Identifying Challenges

Procurement executives are prepared to keep moving the ball forward towards the ultimate goal of establishing the department as a strategy leader within the C-suite. In several months’ time, procurement executives from across the country will convene at the Omni Orlando hotel, brought together to participate in the ProcureCon Indirect East thought leadership conference.

Along with them, they will bring decades of experience, case studies and best practices to be shared towards advancing the role of the department as a co-architect of strategic business goals. While many will have important victories to relate, part of the conference will also focus on what the ongoing challenges are, which make it necessary to continue advancing the role.

Freeing Resources

According to data from the annual benchmark survey delivered this year at ProcureCon Indirect West, one of the core challenges slowing down procurement’s redefinition as a strategic unit is simply a lack of adequate personnel to handle the tactical side of operations and allow for greater strategic advancement. In fact, only 50 percent of executives reported that their team was adequately staffed for peak effectiveness, with 39 percent saying they were not and the remaining 11 percent reporting that they were not sure.

As technology continues to support increased automation, executives can look to this as a potential support around tactical workloads. Technology can also be used to more effectively track savings and quantify the impact of strong procurement policy, which can in turn advance the case of bringing in talent to contribute to the department’s growth. Many executives feel that internal salesmanship, or the ability to win hearts and minds to the cause of procurement across the organization, will be the defining characteristic of the next generation of procurement leaders. Partly, this skill is in high demand to facilitate procurement’s argument for increased jurisdiction and resources in the long and short term.

Building Alliances

The other major reason why executives are prioritizing internal salesmanship is to increase the perception among other departments that procurement is there to serve them. The department is being rebranded as playing a consultative, value-unlocking role for other business units. In particular, it is a priority for procurement to create deeper relationships with IT.

The high costs around technology are seen as a prime area to create savings by 64 percent of procurement executives, but in order to effectively identify where there is potential for savings, procurement must deepen their knowledge of solutions and make their case to IT effectively. The same situation can apply to the management of contingent labor, an area where procurement teams will often be expected to coordinate their efforts with HR leaders.

In fact, this issue extends in a similar fashion to many other departments on a case-by-case basis depending on just how far procurement has come within their organizations.

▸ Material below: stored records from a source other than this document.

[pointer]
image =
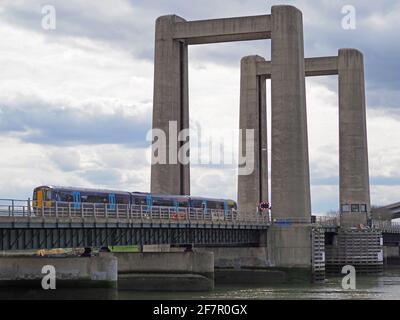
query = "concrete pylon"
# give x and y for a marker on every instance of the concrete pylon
(170, 103)
(290, 179)
(353, 147)
(252, 184)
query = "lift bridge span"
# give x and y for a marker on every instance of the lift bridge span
(68, 225)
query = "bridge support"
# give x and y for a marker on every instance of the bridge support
(170, 107)
(290, 181)
(353, 149)
(252, 185)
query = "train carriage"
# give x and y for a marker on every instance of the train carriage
(80, 201)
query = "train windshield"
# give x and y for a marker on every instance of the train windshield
(47, 195)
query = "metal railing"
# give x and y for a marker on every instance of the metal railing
(386, 226)
(327, 221)
(143, 213)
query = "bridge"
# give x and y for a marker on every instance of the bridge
(68, 225)
(389, 212)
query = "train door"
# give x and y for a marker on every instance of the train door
(76, 195)
(226, 209)
(111, 201)
(149, 202)
(39, 198)
(204, 206)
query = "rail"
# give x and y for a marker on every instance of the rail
(24, 208)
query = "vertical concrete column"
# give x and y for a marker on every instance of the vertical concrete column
(353, 149)
(290, 180)
(253, 174)
(170, 103)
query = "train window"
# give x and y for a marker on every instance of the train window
(47, 195)
(345, 208)
(97, 199)
(196, 203)
(183, 204)
(122, 199)
(65, 197)
(215, 205)
(140, 201)
(163, 202)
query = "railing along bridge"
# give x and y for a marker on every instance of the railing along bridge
(69, 225)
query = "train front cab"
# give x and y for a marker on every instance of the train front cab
(42, 200)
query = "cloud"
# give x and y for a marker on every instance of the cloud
(37, 121)
(77, 100)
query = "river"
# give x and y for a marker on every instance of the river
(385, 286)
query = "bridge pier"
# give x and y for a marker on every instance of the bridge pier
(252, 184)
(353, 148)
(91, 272)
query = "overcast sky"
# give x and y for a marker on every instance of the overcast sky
(76, 102)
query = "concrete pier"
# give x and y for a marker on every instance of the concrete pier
(353, 148)
(26, 271)
(166, 271)
(290, 180)
(253, 186)
(173, 35)
(170, 103)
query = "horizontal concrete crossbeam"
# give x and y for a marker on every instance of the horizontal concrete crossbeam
(319, 66)
(224, 30)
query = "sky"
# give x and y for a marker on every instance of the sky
(76, 101)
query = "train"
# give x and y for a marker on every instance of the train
(46, 196)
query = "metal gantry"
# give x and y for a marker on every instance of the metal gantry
(68, 224)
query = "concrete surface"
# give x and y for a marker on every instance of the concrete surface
(201, 263)
(170, 103)
(290, 180)
(99, 271)
(238, 257)
(290, 246)
(353, 147)
(164, 282)
(253, 184)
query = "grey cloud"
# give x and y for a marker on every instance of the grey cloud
(43, 123)
(133, 30)
(101, 176)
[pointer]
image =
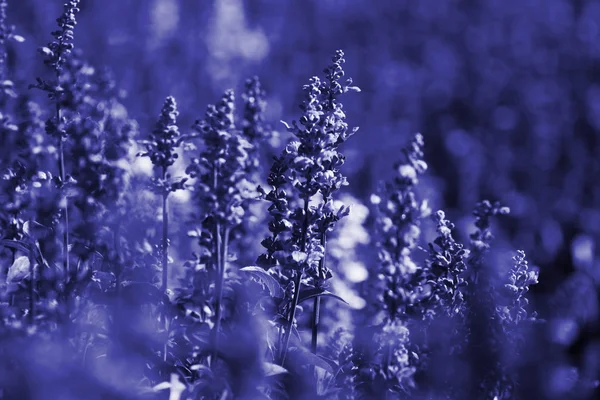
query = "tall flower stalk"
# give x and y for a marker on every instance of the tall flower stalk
(309, 166)
(161, 148)
(221, 189)
(55, 56)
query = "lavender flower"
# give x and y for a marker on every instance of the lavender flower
(56, 52)
(398, 223)
(161, 150)
(309, 165)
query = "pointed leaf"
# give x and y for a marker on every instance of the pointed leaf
(305, 357)
(316, 292)
(266, 279)
(271, 369)
(18, 270)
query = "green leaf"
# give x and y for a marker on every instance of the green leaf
(311, 293)
(267, 280)
(305, 357)
(271, 369)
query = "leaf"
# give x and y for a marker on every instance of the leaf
(305, 357)
(317, 292)
(271, 369)
(143, 292)
(266, 279)
(18, 270)
(35, 230)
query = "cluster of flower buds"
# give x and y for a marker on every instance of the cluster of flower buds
(446, 264)
(221, 188)
(309, 165)
(164, 138)
(399, 216)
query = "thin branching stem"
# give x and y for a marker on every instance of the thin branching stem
(165, 237)
(316, 317)
(297, 283)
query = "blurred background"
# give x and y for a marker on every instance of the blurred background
(506, 93)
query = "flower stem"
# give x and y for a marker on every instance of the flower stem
(317, 302)
(223, 242)
(297, 283)
(165, 239)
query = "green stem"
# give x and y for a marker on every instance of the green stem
(63, 177)
(317, 302)
(297, 282)
(223, 242)
(32, 287)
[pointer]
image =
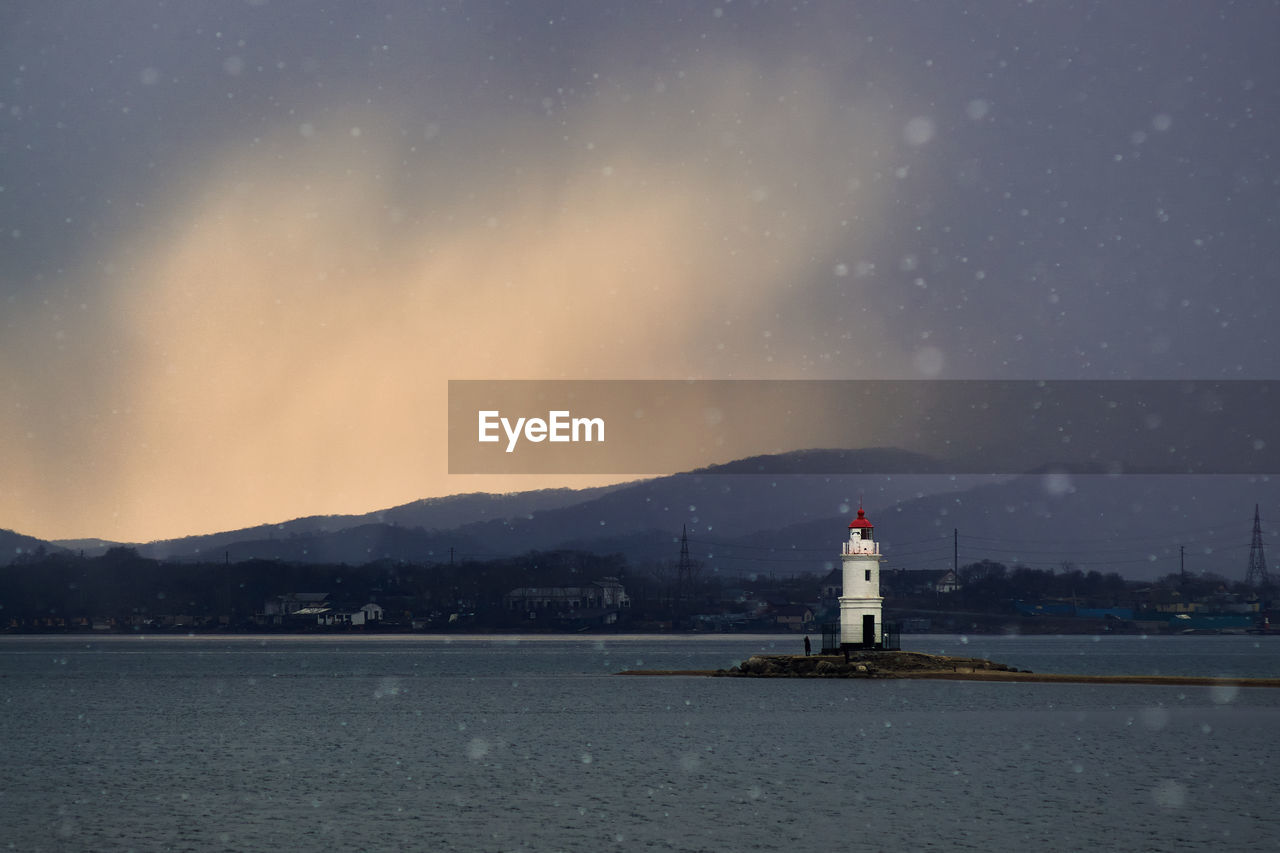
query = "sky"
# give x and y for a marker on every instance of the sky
(245, 245)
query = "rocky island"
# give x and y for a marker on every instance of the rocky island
(873, 664)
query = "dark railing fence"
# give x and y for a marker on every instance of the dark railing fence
(891, 638)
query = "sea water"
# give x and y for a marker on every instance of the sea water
(398, 743)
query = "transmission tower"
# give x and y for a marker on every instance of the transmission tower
(1257, 575)
(684, 571)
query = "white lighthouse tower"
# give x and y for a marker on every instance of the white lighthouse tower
(860, 605)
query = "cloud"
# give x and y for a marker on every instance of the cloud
(278, 340)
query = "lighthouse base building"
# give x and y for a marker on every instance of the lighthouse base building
(862, 610)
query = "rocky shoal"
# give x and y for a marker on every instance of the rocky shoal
(859, 665)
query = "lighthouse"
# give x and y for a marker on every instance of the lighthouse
(860, 605)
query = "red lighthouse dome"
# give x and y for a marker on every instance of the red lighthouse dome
(860, 521)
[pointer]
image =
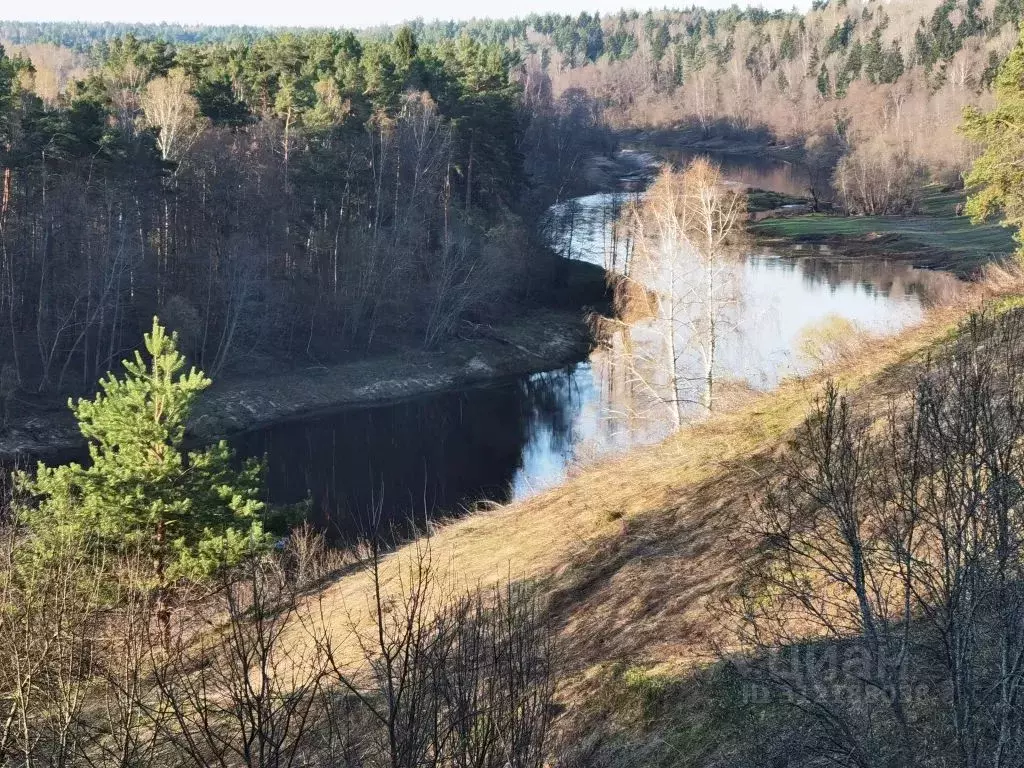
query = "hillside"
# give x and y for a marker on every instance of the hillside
(635, 556)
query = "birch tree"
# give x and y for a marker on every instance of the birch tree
(682, 232)
(169, 107)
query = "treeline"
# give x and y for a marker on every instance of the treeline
(304, 197)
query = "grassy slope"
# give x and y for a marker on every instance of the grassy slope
(636, 553)
(938, 238)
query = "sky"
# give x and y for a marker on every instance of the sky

While the opportunity to create value is often clearly present to procurement leaders, it’s not always easy getting other departments on board and enthusiastic about new strategies when they may have had more independence in the past.

Many executives at ProcureCon Indirect East will be coming specifically to hear how their peers have enabled this shift in perspective.

Continued Development

Only nine percent of executives reported that they were fully complete with their strategic transformations, meaning that everyone but the most advanced procurement leaders still acknowledge they aren’t yet where they want to be. The large majority of teams are somewhere on the route towards the strategic influence that is the end-game of a redefinition years in the making.

In the months leading up to the ProcureCon Indirect East conference, hundreds of executives are not only putting the polish on the techniques and strategies they hope to share with their peers, they are also putting together lists of the questions that they still have around how to get where they are going. While in the next three months, the simple answer may be Florida, the ultimate destination is towards a future where their roles have a lot more say, and a lot more strategy to share.